Sur Twitter, le 45e président des États-Unis a par ailleurs estimé que "Mike Pence n'a pas eu le courage de faire ce qui aurait dû être fait pour protéger notre pays et notre Constitution, donnant aux États-Unis la chance de certifier un ensemble corrigé de faits, et non les faits frauduleux ou inexacts qu'on leur a demandé de certifier précédemment". Et de s'exclamer :  "Les USA exigent la vérité !" Sa fille Ivanka Trump a plus tard qualifié les émeutiers de "patriotes américains" sur Twitter, avant d'effacer son tweet.

... suivi d'un appel au calme ambigu

"Je demande à tous au Capitole américain de rester pacifiques. Pas de violence ! N'oubliez pas que NOUS sommes le Parti de la loi et de l'ordre – respectez la loi et nos grands hommes et femmes en bleu. Merci !", a finalement tweeté Donald Trump, peu après 15 heures (21 heures, heure française). Il a ensuite posté une vidéo appelant au calme, tout en répétant que l'élection lui a été "volée". "C'était un raz-de-marée électoral, tout le monde le sait, surtout l'autre camp, mais vous devez rentrer à la maison, nous devons avoir la paix, nous devons avoir la loi et l'ordre, nous devons respecter nos super représentants de la loi et l'ordre, nous ne voulons pas de blessés", a-t-il déclaré. "C'était une élection frauduleuse, mais nous ne pouvons pas faire le jeu de ces gens. Nous devons avoir la paix. Donc rentrez chez vous, nous vous aimons. Vous êtes très spéciaux. Vous avez vu ce qui s'est passé. Vous avez vu la façon dont les gens sont traités, ils sont si mauvais et si diaboliques. Mais rentrez chez vous et rentrez en paix", a-t-il répété. Twitter et Facebook ont ensuite suspendu les comptes du 45e président américain rendant ces messages inaccessibles.

La réaction de Joe Biden

Sur les coups de 16h (22h, heure française), le nouveau président élu, Joe Biden, a lui aussi pris la parole pour dénoncer ce qui est pour lui, l'œuvre "d'un petit nombre d'extrémistes qui ne respectent pas le droit". "C'est quasiment de la sédition et cela doit s'arrêter maintenant", a-t-il estimé, invitant la foule à "s'arrêter". Par ailleurs, Joe Biden a tenu à rappeler, comme un message directement adressé à Donald Trump, que "les mots prononcés par un président ont de l'importance, qu'il soit bon ou mauvais". Celui qui emménagera à la Maison-Blanche le 20 janvier a donc appelé Donald Trump à aller s'exprimer à la télévision nationale pour honorer son serment, défendre la constitution et exiger que l'on mette fin à ce siège. Et Joe Biden de déplorer : "Imaginez ce que peut penser le reste du monde en regardant la télévision. Nous sommes tellement meilleurs que ce que nous avons vu aujourd'hui."

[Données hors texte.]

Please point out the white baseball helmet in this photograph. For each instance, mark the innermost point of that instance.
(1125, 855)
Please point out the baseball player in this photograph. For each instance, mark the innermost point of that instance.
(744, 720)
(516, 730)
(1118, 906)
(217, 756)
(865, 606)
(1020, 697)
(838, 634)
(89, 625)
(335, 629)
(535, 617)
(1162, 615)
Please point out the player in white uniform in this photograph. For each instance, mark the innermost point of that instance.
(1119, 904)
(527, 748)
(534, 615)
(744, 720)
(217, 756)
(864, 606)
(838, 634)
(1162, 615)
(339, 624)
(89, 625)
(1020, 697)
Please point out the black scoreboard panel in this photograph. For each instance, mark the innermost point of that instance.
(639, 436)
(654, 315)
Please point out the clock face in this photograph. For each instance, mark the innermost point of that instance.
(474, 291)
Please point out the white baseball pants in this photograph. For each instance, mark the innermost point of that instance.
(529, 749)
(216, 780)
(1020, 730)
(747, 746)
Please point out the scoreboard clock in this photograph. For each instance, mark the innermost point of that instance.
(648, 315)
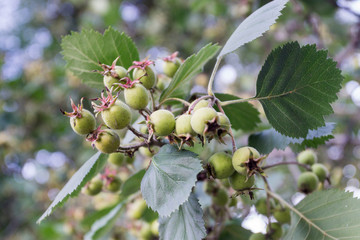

Tandis que les commentaires se multipliaient, l'OTAN, par le biais de son chef Jens Stoltenberg, a de son côté dénoncé des scènes choquantes et rappelé que "le résultat de cette élection démocratique doit être respecté". La France, via le ministère des Affaires étrangères, a également réagi mercredi soir, condamnant "une atteinte grave contre la démocratie". Berlin, au travers de son ministre des Affaires étrangères Heiko Maas, a pour sa part pressé les partisans de Donald Trump de "cesser de piétiner la démocratie". Quant au Premier ministre britannique, Boris Johnson, il a dénoncé sur Twitter des "scènes honteuses". Et de renchérir : "Il est désormais vital que le transfert de pouvoir se fasse de manière pacifique et ordonnée."

Les démocrates majoritaires au Congrès

Parallèlement, ce mercredi 6 janvier 2021 a également été marqué par la victoire du candidat démocrate Raphael Warnock en Géorgie face à la sénatrice républicaine Kelly Loeffler. Raphael Warnock est ainsi entré dans l'histoire en devenant le premier sénateur noir élu dans cet État du Sud. Plus tard dans la soirée (en France), le second démocrate en lice, Jon Ossoff, a créé la surprise face au républicain David Perdue. Avec ces deux victoires, le clan Biden s'est assuré le contrôle du Sénat, et avec du Congrès, la Chambre des représentants étant déjà démocrate.

Dans les faits, les démocrates auront 50 sièges au Sénat, soit le même nombre que les républicains. Cependant, la Constitution prévoit qu'en cas d'égalité, la vice-présidente, Kamala Harris, aura le pouvoir de trancher. Quoi qu'il en soit, Joe Biden pourra de ce fait imprimer de manière plus profonde sa politique sans devoir se plier à une opposition trop puissante.